À la lecture des journaux personnels de l'époque, l'écrivain se rend compte que la plupart des Japonais refusaient de penser face au désastre imminent du combat sur le sol japonais. Pourtant, la seule bataille d'Okinawa a fait plus de 200 mille morts (en majorité les civils) ! Résignés, les Japonais s'accrochaient aux mots quasi-religieux, comme le Koku-tai. Littéralement « le régime de l'État dont le chef est l'Empereur-Dieu », le mot avait une connotation quasi-religieuse.

C'est sur la question du Koku-tai que la capitulation du Japon a été retardée inutilement. Les deux bombes atomiques et l'entrée en guerre de l'URSS contre le Japon ont poussé le quartier général impérial à accepter l'ultimatum de Potsdam. La décision a été prise le 10 août[6]. Mais certains membres du quartier général s'y opposèrent violemment, estimant que les Alliés ne respecteraient pas le Koku-tai. C'est ainsi que plus de mille Japonais ont péri sous le bombardement après le 10 août, sur une question quasi-religieuse. Il a fallu l'intervention de l'Empereur en personne pour mettre fin à la guerre le 15 août, cette guerre qui a initialement commencé au nom de l'Empereur.
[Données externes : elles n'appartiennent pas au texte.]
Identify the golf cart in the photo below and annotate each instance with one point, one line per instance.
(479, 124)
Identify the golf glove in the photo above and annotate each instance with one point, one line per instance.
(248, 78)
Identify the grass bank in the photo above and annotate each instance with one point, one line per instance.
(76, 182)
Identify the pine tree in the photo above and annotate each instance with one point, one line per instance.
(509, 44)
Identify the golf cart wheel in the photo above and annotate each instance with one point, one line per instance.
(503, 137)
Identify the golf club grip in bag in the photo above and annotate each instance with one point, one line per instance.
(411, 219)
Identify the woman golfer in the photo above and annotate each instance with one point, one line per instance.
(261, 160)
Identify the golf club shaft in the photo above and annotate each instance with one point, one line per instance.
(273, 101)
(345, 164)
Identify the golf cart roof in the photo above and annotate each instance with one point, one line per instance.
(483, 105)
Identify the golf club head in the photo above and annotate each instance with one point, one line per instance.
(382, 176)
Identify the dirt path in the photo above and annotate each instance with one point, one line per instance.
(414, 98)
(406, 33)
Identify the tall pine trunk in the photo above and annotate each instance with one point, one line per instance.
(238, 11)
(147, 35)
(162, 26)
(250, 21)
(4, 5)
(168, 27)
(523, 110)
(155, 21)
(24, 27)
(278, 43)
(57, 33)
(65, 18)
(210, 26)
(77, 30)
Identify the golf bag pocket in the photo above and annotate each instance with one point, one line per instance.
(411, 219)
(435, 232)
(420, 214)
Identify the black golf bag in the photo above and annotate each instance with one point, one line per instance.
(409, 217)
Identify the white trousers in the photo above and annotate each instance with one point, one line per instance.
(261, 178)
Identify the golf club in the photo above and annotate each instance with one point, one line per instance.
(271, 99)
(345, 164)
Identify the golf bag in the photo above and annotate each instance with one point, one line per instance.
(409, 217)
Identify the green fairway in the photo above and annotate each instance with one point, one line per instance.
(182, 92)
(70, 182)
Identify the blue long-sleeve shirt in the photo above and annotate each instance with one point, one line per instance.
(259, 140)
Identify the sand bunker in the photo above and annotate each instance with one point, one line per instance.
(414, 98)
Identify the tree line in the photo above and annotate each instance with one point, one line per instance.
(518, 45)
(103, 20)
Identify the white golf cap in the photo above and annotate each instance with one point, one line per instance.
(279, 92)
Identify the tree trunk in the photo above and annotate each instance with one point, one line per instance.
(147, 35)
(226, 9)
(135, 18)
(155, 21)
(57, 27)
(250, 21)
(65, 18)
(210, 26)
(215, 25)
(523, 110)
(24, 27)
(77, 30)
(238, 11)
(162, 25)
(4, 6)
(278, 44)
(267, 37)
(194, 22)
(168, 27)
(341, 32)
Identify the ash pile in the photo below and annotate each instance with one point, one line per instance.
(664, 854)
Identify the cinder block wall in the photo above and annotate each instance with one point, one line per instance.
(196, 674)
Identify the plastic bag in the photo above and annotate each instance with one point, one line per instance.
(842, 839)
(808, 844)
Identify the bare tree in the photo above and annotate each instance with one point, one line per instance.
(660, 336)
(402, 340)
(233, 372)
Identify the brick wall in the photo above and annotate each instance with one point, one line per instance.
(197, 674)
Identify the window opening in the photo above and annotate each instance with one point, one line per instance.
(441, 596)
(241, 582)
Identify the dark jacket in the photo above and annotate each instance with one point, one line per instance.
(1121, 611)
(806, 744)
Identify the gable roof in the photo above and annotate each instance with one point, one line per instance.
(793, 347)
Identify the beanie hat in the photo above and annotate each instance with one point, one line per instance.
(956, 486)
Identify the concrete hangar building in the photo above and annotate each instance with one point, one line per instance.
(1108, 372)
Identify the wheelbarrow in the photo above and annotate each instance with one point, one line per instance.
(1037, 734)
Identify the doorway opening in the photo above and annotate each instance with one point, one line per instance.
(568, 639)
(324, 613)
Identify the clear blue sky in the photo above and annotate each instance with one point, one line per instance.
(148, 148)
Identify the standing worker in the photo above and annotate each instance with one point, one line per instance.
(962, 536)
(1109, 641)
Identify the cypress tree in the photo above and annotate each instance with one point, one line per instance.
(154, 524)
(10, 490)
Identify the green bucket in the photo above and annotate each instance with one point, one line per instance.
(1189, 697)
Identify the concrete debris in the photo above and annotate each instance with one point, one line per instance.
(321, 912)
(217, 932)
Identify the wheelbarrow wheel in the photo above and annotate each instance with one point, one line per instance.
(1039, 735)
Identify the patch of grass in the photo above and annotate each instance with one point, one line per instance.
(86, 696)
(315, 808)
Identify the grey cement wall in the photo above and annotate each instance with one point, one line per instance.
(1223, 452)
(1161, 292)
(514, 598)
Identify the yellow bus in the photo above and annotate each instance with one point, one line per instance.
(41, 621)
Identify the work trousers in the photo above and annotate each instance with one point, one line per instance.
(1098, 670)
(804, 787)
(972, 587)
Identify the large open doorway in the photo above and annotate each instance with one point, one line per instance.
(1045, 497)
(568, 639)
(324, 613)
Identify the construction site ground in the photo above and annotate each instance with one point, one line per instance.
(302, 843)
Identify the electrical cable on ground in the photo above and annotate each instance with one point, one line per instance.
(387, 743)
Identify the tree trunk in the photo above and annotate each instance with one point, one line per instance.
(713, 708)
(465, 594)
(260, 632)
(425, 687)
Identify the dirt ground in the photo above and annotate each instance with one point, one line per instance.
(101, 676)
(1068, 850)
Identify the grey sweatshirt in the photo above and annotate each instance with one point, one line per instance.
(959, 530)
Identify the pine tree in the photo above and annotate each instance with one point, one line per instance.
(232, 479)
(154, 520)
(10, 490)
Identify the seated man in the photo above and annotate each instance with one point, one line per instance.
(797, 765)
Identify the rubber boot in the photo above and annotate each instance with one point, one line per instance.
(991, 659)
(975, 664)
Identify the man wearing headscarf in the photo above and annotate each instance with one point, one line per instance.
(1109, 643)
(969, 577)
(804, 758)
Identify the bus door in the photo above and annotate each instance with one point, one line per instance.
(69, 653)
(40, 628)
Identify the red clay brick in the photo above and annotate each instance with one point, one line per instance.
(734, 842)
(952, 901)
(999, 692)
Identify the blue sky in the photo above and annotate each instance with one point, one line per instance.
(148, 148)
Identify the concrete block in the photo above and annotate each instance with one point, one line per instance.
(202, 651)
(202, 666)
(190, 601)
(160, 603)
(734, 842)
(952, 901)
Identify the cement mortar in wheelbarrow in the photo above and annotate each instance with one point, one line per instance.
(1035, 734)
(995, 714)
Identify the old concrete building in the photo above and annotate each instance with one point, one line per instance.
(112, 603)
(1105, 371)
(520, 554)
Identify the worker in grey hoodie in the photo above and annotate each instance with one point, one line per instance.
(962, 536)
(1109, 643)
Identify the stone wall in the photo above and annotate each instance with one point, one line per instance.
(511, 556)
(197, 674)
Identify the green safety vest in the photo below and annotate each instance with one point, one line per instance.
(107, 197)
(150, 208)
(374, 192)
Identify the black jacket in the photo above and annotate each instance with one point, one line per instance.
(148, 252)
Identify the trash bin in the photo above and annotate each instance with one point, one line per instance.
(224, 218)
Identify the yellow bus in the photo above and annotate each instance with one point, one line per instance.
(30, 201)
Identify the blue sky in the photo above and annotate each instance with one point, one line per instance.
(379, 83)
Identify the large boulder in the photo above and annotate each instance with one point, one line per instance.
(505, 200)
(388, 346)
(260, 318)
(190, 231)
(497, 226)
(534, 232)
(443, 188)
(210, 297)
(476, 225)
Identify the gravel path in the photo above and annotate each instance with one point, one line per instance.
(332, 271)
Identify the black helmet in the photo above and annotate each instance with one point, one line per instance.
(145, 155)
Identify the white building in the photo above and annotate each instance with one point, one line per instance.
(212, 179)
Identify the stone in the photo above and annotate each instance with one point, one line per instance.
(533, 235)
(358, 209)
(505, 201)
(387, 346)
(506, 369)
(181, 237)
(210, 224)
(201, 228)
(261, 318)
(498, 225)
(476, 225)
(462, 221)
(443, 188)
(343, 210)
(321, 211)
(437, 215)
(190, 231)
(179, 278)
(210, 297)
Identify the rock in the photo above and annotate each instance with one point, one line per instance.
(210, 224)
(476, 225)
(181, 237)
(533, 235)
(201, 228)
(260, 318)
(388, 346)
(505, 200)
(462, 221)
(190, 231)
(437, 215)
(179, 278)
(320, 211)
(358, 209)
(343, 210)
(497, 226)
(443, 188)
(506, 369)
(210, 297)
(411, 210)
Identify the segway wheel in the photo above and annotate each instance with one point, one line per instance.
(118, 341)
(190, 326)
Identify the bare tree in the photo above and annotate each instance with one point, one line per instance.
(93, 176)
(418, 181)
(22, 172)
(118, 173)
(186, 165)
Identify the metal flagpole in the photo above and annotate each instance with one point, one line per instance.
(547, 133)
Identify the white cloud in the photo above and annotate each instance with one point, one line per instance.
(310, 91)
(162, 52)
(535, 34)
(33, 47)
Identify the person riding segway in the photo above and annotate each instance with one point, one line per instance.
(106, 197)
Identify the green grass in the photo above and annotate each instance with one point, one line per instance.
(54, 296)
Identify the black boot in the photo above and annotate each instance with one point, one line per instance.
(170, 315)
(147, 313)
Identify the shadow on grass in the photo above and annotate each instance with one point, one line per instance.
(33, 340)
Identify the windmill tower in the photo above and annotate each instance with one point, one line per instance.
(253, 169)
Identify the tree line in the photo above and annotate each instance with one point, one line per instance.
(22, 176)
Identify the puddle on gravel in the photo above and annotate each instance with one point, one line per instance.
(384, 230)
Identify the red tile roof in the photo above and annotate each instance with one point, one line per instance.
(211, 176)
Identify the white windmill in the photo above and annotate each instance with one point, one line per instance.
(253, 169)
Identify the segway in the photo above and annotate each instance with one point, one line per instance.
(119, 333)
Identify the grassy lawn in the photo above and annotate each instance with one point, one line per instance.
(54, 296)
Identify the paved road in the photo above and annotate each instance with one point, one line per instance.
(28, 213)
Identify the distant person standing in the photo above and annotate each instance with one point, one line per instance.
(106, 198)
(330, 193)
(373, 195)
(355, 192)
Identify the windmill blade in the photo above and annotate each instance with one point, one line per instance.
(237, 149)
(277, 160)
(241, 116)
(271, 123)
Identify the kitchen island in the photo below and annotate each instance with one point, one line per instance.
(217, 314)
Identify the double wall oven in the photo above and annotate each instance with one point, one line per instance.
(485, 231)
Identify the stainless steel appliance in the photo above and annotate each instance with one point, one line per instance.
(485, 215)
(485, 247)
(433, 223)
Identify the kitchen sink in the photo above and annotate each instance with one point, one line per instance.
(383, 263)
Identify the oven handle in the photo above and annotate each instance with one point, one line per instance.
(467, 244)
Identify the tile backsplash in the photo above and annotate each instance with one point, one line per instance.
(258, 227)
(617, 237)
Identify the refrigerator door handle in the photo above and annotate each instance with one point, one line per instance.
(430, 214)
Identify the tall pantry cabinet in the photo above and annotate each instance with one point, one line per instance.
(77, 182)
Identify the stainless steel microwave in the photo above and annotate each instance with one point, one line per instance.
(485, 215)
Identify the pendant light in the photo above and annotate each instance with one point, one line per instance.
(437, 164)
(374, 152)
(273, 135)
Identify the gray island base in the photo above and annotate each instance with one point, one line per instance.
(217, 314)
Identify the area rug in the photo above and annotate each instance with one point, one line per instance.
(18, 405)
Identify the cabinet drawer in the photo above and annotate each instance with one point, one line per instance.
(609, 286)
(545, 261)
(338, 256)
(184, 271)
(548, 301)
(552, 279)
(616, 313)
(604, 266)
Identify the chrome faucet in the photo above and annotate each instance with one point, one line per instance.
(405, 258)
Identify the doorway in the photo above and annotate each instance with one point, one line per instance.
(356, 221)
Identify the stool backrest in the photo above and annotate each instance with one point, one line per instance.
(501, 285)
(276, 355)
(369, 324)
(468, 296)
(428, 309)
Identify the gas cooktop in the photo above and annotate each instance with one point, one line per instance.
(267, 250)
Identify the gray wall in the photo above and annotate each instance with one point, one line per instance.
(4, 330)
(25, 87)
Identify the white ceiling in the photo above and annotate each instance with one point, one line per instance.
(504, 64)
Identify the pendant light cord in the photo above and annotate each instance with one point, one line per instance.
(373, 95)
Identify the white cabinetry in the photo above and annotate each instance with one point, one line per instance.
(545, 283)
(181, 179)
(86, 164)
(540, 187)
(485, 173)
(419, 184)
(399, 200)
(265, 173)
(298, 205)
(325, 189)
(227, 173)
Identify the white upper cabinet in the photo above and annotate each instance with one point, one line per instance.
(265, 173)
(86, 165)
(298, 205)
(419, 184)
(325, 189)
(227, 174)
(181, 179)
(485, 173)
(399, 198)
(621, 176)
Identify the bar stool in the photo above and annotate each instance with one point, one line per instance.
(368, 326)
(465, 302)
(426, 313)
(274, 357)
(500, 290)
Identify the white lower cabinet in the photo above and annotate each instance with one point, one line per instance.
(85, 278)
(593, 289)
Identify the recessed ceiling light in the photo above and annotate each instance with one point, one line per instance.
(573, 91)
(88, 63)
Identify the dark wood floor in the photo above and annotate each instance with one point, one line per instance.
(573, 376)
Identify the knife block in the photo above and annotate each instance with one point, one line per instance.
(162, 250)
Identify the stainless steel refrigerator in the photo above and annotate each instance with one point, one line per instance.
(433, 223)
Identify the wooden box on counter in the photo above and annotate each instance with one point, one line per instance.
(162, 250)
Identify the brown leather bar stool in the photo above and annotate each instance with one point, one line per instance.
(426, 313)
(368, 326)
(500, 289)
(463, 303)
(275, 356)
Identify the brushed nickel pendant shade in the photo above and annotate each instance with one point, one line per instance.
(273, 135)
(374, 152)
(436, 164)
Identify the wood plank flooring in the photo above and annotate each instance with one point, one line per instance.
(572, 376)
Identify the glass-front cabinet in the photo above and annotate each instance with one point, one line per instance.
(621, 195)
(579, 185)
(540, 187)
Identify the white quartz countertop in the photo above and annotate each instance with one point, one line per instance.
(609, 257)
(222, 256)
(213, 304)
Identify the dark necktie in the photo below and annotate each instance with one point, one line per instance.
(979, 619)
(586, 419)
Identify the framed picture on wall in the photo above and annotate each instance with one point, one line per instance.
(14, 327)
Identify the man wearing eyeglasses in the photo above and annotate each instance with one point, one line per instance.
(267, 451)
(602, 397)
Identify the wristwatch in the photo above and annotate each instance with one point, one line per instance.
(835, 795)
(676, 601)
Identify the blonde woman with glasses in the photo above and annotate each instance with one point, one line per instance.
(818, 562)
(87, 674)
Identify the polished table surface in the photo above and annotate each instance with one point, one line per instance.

Il est temps de penser, en tant qu'homme, si nous voulons que survive l'homme. Il nous faut abandonner l'invulnérabilité du « Discours sans interlocuteurs […] qui supprimerait l'altérité »[7]. Être affecté par la vulnérabilité absolue du visage d'autrui, par « L'infini […] qui luit dans le visage d'autrui »[8]. Partager sa misère, comme le Samaritain qui fut « bouleversé »[9] en voyant le voyageur blessé, et qui l'a pris dans ses bras sans craindre la « souillure » (Luc 10, 29-37).

Le 15 novembre 2002, Shintaro YUZAWA



[1] Le Coran, Sourate 5, verset 32. Jacques Berque, Le Coran, Essai de la traduction de l'arabe annoté et suivi d'une étude exégétique, éd. Sindbad, Paris, 1990.

[2] Promenade dans un pays dévasté par Karel Bartak, Le Monde diplomatique, 1995.

[3] Oubliées par l'Occident, les exactions russes en Tchétchénie se multiplient, Le Monde, le26 décembre 2001

[4] M. Poutine prend un risque en soutenant les frappes, Le Monde, le 9 octobre 2001.

[5] Nosaka Akiyuki, Lire les journaux personnels de la fin de la guerre, éd. NHK, août-septembre 2002.

[6] Le journal secret du quartier général impérial, éd. Kinsei-sha, 1998.

[7] Emmanuel Lévinas, « Le Moi et la Totalité », in Entre-nous, p. 35, Livre de Poche, éd. Grasset, 1991.

[8] Emmanuel Lévinas, Totalité et Infini, p. 217, Le Livre de Poche, édition originale : Martinus Nijhoff, 1971.

[9] En grec splangkhnon : être remué dans ses entrailles.